The Albuquerque Journal reported Wednesday that Bianca Coons and her partner, Cristobal Ruiz, have named two Planned Parenthood branches, a Boise hospital and “various medical personnel” in a lawsuit seeking $765,000 in damages, and “damages for breach of contract, unfair trade practices, violation of consumer protection laws and emotional distress, among other claims.”

The Journal reported that “the family of four was ‘destitute and attempting to maintain and limit the size of their family.’”

Coons’ child was born a month early, and “the family continues to worry that he ‘may carry a defect or injury into adulthood,’” according to the suit.

Planned Parenthood sent Coons a letter, “warning that the medication she had taken can cause birth defects,” the Journal reported.

According to the Journal and the lawsuit, Coons and Ruiz traveled to Albuquerque, New Mexico, in February 2016 to procure an abortion and bypass Idaho’s mandatory waiting period. Coons, who was about six weeks pregnant, attempted to get an abortion via oral medication, which is legal 10 weeks into a pregnancy.

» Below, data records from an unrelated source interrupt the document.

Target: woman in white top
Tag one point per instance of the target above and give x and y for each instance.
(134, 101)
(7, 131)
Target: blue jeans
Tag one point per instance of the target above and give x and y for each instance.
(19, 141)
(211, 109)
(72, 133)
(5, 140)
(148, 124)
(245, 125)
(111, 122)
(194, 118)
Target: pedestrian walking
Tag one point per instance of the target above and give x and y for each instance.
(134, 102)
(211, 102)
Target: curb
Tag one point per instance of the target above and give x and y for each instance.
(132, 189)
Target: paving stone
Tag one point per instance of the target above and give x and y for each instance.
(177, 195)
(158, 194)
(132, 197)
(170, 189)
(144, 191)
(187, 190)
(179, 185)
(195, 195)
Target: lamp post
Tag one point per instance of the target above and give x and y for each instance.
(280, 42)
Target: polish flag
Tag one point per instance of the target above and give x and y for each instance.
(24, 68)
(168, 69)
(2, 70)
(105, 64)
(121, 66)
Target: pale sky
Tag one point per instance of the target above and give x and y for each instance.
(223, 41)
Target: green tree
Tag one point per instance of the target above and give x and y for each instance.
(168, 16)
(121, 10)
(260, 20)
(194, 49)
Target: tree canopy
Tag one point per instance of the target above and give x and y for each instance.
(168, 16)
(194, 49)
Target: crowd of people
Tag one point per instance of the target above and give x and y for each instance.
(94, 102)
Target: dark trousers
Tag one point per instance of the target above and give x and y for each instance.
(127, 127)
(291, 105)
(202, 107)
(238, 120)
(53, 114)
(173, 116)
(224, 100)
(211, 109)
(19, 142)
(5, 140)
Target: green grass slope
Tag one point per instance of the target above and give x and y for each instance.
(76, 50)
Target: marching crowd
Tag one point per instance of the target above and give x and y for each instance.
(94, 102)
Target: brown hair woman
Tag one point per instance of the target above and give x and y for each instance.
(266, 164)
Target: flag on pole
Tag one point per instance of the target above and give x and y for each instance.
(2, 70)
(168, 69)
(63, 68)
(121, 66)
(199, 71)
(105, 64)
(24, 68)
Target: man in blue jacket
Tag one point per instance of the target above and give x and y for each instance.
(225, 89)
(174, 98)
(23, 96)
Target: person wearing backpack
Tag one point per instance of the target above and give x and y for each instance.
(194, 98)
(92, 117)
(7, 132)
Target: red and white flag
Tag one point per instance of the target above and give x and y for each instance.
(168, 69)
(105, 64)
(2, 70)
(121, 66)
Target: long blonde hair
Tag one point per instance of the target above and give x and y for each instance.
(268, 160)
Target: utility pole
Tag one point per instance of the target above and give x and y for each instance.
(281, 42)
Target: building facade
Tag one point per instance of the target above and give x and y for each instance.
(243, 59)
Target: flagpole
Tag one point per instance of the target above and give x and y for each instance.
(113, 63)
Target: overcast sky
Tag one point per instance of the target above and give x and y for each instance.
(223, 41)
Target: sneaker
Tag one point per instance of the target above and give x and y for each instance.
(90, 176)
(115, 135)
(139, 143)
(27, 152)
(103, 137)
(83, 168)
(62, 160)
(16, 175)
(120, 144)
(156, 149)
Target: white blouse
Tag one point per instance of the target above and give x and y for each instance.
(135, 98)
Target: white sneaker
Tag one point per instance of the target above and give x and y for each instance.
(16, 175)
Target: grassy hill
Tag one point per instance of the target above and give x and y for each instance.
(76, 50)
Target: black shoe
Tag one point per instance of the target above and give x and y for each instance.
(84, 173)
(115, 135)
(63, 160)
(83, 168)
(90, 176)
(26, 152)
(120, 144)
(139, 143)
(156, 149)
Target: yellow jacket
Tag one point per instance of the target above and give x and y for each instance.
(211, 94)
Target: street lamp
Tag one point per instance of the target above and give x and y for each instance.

A so-called medication abortion uses two different medications to end a pregnancy, according to Planned Parenthood’s website.

After taking the first round of medication, Coons returned to Boise and was hospitalized with nausea; it was then that couple found out the fetus had not yet been aborted.

At that point, Coons was told by a local doctor through Planned Parenthood to take the second round of medication, the Journal reported. Coons was then told to get blood work to see whether the medicine worked, and it was there that Coons said, “she would like to have a second medication abortion if she was still pregnant.”

Coons was told that if she returned to New Mexico, the abortion would be free; if done in Boise, it would have to be paid for.

Coons said she could not afford another abortion attempt, the Journal reported, and followed through with the pregnancy. By March “the fetus had now developed to somewhere around nine weeks. Ms. Coons could not morally sanction further action to terminate the fetus,” according to the lawsuit.

In a statement to the Journal, a Planned Parenthood spokesperson said that she “was unable to comment on pending litigation, and out of respect for patient privacy, she could not discuss specific patients.”